From my own observations, topics pertaining to hunting and fishing don't come up very often in Facebook's trending section. Not unless it's something really big. Such was the outrage over Cecil the Lion, which was big in Facebook's trending topics almost a year to the day after the Kendall Jones controversy.
Cecil and African hunting actually dominated headlines and Facebook's trending topics quite a bit last summer. No doubt you can recall some of the anti-hunting articles that were widely circulating at the time. There were a few pro-hunting pieces that trended, but for the most part, the stories trending did not cast hunters in a positive light.

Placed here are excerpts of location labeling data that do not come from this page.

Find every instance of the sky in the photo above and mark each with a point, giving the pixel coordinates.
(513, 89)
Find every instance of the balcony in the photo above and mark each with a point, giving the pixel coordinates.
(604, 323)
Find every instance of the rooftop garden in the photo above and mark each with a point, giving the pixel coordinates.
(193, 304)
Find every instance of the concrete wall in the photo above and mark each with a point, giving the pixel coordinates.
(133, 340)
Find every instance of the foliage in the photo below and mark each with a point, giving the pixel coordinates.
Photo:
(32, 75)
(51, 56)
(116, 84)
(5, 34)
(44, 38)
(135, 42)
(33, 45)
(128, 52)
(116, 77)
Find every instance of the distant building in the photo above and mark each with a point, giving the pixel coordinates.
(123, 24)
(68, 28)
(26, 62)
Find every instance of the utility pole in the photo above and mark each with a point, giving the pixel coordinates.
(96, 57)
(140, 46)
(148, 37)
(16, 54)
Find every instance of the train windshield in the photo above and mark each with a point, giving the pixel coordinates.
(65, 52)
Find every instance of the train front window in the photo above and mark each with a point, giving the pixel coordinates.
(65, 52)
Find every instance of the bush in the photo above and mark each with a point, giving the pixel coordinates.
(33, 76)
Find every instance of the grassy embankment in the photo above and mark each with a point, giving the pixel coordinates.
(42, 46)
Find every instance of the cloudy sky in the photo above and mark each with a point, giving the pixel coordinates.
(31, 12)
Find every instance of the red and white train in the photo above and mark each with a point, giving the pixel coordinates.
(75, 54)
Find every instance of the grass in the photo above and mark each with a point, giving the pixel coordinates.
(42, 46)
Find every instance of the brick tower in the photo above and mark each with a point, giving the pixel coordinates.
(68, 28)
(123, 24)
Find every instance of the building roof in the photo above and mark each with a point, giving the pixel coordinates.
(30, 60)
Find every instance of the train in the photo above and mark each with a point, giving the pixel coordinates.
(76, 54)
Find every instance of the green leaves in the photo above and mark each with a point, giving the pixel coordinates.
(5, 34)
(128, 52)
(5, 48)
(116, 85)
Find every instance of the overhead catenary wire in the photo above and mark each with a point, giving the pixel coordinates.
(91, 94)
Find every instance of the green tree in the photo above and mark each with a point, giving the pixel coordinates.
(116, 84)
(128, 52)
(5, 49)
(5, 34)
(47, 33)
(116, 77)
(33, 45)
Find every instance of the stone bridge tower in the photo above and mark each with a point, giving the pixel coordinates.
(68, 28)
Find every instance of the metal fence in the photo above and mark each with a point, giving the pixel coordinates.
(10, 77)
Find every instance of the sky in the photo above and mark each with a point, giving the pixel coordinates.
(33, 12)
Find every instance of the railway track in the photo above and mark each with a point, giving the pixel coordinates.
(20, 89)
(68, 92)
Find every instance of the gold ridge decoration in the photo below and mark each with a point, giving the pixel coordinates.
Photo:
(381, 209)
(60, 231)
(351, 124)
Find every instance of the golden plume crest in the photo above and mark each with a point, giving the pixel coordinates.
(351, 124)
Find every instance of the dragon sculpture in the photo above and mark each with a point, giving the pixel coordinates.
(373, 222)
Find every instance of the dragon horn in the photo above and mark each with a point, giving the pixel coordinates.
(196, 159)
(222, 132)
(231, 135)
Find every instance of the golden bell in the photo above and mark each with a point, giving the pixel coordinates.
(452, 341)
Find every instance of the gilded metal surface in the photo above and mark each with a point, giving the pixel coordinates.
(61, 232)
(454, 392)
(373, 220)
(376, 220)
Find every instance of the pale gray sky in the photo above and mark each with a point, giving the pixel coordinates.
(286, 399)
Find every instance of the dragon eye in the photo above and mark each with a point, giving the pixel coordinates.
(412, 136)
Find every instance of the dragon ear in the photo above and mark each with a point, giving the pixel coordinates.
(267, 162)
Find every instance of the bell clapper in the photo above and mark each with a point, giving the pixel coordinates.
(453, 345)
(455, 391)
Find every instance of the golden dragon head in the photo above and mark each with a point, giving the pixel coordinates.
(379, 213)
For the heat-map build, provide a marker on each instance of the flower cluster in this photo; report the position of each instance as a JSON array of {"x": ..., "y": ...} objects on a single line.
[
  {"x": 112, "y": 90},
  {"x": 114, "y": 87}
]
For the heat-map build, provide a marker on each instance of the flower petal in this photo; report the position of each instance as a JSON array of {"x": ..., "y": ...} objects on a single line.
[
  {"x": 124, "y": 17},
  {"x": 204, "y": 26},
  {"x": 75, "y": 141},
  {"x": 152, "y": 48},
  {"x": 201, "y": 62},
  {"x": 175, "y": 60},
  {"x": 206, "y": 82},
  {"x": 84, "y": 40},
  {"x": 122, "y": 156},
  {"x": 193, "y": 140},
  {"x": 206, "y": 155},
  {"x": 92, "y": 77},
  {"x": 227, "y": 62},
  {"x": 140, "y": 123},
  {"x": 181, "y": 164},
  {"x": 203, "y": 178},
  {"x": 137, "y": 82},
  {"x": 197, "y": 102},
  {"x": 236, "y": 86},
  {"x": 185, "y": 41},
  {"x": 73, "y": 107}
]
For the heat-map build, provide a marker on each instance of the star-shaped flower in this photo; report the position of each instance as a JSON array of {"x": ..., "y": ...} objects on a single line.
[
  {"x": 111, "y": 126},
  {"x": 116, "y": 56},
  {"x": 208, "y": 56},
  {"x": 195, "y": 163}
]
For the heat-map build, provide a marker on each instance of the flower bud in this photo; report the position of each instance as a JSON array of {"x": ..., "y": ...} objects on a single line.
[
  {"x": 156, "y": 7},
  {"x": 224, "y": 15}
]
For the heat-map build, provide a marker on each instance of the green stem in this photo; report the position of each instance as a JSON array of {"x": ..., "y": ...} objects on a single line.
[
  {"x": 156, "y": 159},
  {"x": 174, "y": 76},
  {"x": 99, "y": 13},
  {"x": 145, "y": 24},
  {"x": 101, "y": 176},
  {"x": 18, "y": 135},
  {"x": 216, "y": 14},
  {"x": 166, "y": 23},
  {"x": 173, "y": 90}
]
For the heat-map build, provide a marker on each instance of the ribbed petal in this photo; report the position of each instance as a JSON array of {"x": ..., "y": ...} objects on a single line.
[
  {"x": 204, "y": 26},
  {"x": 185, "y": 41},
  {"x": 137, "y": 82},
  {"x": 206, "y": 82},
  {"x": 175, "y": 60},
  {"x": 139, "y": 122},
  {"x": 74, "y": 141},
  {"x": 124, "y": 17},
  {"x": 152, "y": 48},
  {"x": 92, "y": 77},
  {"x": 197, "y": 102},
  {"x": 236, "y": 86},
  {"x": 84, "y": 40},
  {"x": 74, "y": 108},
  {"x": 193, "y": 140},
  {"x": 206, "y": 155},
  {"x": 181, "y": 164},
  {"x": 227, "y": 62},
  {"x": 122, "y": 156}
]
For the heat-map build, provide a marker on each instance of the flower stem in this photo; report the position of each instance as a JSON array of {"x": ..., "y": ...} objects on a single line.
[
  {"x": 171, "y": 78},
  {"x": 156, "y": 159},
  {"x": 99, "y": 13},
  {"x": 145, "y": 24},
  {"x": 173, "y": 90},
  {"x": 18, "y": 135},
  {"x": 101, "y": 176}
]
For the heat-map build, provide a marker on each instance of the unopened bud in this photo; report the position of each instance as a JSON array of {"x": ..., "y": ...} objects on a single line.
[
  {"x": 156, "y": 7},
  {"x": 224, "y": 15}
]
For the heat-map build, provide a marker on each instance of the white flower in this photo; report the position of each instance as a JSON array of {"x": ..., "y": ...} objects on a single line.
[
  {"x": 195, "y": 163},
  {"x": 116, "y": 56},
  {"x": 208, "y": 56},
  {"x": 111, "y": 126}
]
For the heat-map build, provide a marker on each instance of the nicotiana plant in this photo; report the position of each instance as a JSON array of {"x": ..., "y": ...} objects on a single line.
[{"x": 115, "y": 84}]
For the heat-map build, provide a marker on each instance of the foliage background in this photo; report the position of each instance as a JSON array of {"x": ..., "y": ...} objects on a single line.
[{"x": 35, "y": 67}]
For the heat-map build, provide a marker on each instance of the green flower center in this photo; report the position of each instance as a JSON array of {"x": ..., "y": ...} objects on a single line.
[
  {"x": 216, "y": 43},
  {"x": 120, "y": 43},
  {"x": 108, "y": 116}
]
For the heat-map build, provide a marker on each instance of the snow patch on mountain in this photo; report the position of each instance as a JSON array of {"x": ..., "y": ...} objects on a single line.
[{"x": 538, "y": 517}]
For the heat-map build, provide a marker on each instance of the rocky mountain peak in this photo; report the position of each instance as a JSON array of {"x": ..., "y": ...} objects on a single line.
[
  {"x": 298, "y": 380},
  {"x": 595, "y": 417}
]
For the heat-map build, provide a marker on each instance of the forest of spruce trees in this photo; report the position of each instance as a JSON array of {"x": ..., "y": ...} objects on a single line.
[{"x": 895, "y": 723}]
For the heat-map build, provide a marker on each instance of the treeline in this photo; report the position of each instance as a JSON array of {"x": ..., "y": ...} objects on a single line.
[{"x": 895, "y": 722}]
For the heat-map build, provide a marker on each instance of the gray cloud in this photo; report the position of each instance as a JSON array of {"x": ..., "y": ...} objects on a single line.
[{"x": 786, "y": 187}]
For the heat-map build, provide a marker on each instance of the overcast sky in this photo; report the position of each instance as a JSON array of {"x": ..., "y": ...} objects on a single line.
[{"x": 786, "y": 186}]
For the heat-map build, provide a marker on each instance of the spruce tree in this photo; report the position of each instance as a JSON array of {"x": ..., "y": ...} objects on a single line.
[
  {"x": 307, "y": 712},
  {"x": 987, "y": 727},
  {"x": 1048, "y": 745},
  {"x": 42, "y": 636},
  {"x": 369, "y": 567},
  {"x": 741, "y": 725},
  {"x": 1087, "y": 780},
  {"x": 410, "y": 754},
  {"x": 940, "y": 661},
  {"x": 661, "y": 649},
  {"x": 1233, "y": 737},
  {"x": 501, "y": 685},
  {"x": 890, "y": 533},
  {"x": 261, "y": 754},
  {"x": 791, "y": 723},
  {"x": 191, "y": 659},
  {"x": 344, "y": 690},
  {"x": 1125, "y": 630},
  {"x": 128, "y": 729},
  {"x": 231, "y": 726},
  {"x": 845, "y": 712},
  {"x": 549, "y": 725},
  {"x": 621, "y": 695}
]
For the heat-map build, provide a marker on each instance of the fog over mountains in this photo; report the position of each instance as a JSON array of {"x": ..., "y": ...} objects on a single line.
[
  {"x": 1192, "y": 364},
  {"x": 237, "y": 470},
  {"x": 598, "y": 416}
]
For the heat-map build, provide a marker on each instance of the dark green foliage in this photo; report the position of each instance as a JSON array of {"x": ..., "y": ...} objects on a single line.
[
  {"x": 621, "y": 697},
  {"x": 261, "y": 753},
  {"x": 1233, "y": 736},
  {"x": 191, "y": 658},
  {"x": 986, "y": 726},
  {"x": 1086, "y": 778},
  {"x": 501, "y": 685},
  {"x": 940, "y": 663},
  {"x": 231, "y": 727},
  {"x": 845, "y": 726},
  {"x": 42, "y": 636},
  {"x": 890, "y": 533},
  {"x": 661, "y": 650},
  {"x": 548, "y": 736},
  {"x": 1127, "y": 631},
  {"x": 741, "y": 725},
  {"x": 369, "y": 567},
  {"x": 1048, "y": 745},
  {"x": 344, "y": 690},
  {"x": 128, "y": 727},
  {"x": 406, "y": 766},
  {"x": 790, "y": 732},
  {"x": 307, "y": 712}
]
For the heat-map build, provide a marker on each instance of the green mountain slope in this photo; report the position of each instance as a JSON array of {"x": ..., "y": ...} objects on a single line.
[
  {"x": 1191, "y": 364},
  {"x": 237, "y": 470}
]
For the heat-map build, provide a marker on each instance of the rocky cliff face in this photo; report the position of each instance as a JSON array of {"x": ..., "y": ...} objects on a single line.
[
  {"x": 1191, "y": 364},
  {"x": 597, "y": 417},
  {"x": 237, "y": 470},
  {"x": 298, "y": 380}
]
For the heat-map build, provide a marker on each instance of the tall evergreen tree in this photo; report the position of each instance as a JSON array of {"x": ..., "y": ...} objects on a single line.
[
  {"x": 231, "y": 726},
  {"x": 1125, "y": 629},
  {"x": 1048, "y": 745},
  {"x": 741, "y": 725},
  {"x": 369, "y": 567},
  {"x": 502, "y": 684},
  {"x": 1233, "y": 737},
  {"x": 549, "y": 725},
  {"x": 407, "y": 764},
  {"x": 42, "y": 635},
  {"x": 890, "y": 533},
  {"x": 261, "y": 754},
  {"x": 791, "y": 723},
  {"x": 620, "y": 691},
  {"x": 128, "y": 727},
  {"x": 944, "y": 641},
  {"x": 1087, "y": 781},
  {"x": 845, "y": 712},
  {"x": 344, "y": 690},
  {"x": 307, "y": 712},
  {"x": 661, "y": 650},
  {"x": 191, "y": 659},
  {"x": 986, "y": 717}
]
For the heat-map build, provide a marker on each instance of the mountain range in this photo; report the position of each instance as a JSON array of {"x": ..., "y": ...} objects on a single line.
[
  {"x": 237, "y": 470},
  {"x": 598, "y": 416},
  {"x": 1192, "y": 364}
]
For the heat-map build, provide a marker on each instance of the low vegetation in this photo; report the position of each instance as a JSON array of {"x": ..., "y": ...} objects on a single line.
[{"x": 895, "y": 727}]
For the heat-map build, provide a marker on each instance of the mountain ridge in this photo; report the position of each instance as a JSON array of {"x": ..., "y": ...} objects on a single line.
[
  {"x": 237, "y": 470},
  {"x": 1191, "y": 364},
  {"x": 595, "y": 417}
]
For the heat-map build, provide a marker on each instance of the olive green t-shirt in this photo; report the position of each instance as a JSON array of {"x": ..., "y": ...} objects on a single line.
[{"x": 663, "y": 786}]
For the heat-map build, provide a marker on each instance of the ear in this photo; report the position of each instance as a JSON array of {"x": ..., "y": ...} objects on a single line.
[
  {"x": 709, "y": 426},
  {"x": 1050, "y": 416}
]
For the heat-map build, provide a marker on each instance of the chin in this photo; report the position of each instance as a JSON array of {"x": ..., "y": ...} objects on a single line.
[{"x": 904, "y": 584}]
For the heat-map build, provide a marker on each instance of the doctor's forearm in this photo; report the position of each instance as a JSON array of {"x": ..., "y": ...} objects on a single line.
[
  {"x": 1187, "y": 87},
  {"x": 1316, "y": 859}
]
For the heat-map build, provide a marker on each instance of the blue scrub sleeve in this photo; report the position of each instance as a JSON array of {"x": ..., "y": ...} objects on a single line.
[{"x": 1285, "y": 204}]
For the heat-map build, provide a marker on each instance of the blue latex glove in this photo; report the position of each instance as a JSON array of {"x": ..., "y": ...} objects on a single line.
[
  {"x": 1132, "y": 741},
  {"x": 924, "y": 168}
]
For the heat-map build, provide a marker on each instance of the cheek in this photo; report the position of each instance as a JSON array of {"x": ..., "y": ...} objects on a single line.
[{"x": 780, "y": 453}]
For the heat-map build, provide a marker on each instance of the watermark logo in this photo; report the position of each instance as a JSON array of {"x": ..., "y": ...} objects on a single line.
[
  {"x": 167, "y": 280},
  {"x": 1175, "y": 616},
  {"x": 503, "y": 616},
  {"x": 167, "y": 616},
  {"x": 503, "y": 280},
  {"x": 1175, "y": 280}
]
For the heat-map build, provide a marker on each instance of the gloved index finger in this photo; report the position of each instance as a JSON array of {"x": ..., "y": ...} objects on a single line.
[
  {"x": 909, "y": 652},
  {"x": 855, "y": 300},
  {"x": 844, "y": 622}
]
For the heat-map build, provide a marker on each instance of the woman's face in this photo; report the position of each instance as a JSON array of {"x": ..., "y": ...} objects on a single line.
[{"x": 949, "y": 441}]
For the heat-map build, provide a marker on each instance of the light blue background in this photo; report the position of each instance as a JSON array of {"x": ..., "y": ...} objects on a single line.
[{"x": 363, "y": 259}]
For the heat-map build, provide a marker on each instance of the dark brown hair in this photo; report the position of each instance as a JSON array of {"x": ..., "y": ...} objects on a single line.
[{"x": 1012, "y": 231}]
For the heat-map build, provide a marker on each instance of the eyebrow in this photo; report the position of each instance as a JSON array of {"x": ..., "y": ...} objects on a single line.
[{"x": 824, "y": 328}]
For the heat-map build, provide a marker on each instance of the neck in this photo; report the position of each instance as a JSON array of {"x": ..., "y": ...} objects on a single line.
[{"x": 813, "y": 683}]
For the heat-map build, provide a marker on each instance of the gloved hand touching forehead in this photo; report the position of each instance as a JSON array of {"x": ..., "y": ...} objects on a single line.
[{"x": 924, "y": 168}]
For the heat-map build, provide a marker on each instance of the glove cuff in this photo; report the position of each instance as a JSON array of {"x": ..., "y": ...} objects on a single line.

There have been similar instances for fishermen. For instance, a shark fishing video back in February trended and contained many angry articles criticizing some beach anglers for taking a shark out of the water.
Do these examples mean that Facebook suppresses stories unless it puts hunters and fishermen in a bad light? Maybe, but I don't think that's a sure bet. Back in January of this year, I wrote a story about a strangely deformed mountain lion that was shot in a legal hunt in Idaho. I bring this up because this was a hunting story that trended strongly on Facebook for a day or two.
In the end, I just think it may have simply been the weirdness of the animal that caused this story to gain so much traction. There were angry comments on some articles from Facebook users, but there were no angry opinion articles criticizing the hunter for shooting this animal that I saw trending like there was with Cecil.
It's no secret the number of hunters and fishermen is dropping around the world in recent years. In the end, it might be harder for hunting and fishing stories to trend over mainstream stories about athletes, celebrities and politics.
Keep in mind, there's a lot of hunting, fishing and shooting groups on Facebook that can be found if you really want to find it. If Facebook brass aren't fans of these things, they are certainly being subtle in their attempts to suppress it.
While I don't believe Facebook CEO Mark Zuckerberg is a fan of hunting or fishing, I also don't believe he's an anti-hunter. He made headlines back in 2011 when he vowed to only eat meat of animals he killed himself.
But the news that Facebook may have been suppressing topics, and I mean any topics, is distressing if there's even a hint of truth to it. If the allegations are true, it's likely conservative politics aren't the only trending topics being suppressed.
If hunting, fishing and shooting are also being suppressed, it's likely we'll never know unless more former Facebook workers come forward.
If you're looking for my opinion on all this as a journalist, I know I personally would never be comfortable with being asked to suppress topics, be they liberal or conservative in nature. If the accusations are true, I definitely want to know what other topics are being suppressed by these news curators. Especially if they have a negative impact on hunting, fishing or shooting sports.
I'm not saying the Gizmodo report is true or false, but I'd definitely need to know more before I had a more definitive opinion on it. One of my former editors once gave me a wise piece of advice. He said; "If your mother says she loves you, double check it."
The point he was trying to make was to always double-check facts and sources. And that's why I'm taking all this with a grain of salt. I'm not going to take a journalist I don't know at their word on something that is so scathing in nature from a single anonymous source. Sorry, that's just the way it works. But the story idea definitely warrants attention and further investigation. I'm hopeful someone will be able to dig up harder facts on this story.